Luke a Pro

Luke Sun

Developer & Marketer

đŸ‡ș🇩

Locality Sensitive Hashing (LSH)

| , 4 minutes reading.

Locality Sensitive Hashing: Birds of a Feather

The Story: The Logic of the Artist’s Palette

Imagine you are an artist with 1 million paintings. Someone brings you a new sketch and asks: “Which of your paintings is most similar to this?”

In a normal database (a Map), you would hash the sketch. But if the sketch has one extra pencil stroke, the hash changes completely. You would find nothing.

In 1998, Indyk and Motwani designed a “broken” hash function on purpose. Instead of maximizing the difference, they wanted to maximize the Collision. They imagined projecting the paintings onto a low-dimensional wall. If two paintings look similar from 10 different angles, they are probably the same painting.

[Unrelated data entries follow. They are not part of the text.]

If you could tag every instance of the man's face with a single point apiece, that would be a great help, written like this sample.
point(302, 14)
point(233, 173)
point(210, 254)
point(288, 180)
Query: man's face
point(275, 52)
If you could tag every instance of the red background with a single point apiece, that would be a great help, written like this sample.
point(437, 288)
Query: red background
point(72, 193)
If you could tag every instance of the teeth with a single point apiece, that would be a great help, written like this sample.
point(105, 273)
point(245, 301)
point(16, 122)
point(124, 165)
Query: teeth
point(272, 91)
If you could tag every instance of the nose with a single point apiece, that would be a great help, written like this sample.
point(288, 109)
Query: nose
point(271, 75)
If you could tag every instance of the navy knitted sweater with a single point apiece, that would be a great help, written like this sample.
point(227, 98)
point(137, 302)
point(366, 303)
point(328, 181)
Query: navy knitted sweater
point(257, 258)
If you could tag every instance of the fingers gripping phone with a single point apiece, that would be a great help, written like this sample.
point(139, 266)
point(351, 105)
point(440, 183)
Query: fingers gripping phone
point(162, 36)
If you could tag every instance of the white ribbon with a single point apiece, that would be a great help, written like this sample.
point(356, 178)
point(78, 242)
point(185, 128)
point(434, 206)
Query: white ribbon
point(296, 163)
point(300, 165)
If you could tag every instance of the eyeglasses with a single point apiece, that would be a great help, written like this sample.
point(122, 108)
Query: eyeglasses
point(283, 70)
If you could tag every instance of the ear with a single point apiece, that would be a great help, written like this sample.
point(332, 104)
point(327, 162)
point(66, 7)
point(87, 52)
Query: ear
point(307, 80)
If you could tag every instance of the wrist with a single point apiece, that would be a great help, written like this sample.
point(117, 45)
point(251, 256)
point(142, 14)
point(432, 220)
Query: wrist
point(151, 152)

This is Locality Sensitive Hashing (LSH). It is the art of grouping “Close Enough” items together without checking every pair (O(N2)O(N^2)), which would be impossible at scale.

Why do we need it?

LSH is the engine for Similarity Search.

  • Recommendation Systems: “Find users who have similar movie tastes to Luke.”
  • Copyright Detection: “Is this YouTube video a slightly cropped version of a copyrighted movie?”
  • Plagiarism Check: “Is this essay 90% similar to an existing article?”
  • Image Search: Finding “Visually similar” photos.

How the Algorithm “Thinks”

The algorithm is a creative grouper.

  1. Vectorization: It turns data (text, images) into a list of numbers (Vectors).
  2. Projection (The Shadow): It projects these vectors onto random hyperplanes. Think of it as taking a “snapshot” of the data from a specific angle.
  3. The Signature: It records the result of these projections as a short signature.
  4. The Bucket: Items with the same signature are put into the same “Bucket.”
  5. The Search: To find something similar, you only look inside the same bucket. You ignore the billions of items in other buckets.

Engineering Context: The Precision-Recall Trade-off

  • Speed: Searching a bucket of 1,000 items is much faster than searching a database of 1 billion.
  • Accuracy: You might miss some similar items (Recall) or find some slightly different items (Precision).
  • Optimization: Engineers use multiple “Bands” of LSH. If two items match in any band, they are considered candidates. This is the MinHash + LSH combo used by Google and Amazon.

Implementation (Python Sketch)

import numpy as np

class SimpleLSH:
    def __init__(self, input_dim, num_projections=10):
        # Create random hyperplanes (the 'angles' we look from)
        self.projections = np.random.randn(num_projections, input_dim)
        self.buckets = {}

    def _get_hash(self, vector):
        # Project vector and get a binary signature (above/below plane)
        sig = (np.dot(self.projections, vector) > 0).astype(int)
        return "".join(sig.astype(str))

    def add(self, label, vector):
        h = self._get_hash(vector)
        if h not in self.buckets:
            self.buckets[h] = []
        self.buckets[h].append(label)

    def query(self, vector):
        h = self._get_hash(vector)
        return self.buckets.get(h, [])

# Usage
lsh = SimpleLSH(input_dim=128, num_projections=8)
vec_luke = np.random.randn(128)
vec_similar = vec_luke + 0.1 * np.random.randn(128) # Slightly different

lsh.add("Luke", vec_luke)
print(f"Similar to query: {lsh.query(vec_similar)}") # Likely returns ['Luke']

Summary

LSH teaches us that sometimes, the details don’t matter. By blurring the lines of identity, we gain the ability to find connections in a world of overwhelming complexity. It reminds us that in the digital age, being “Similar” is often more useful than being “Equal.”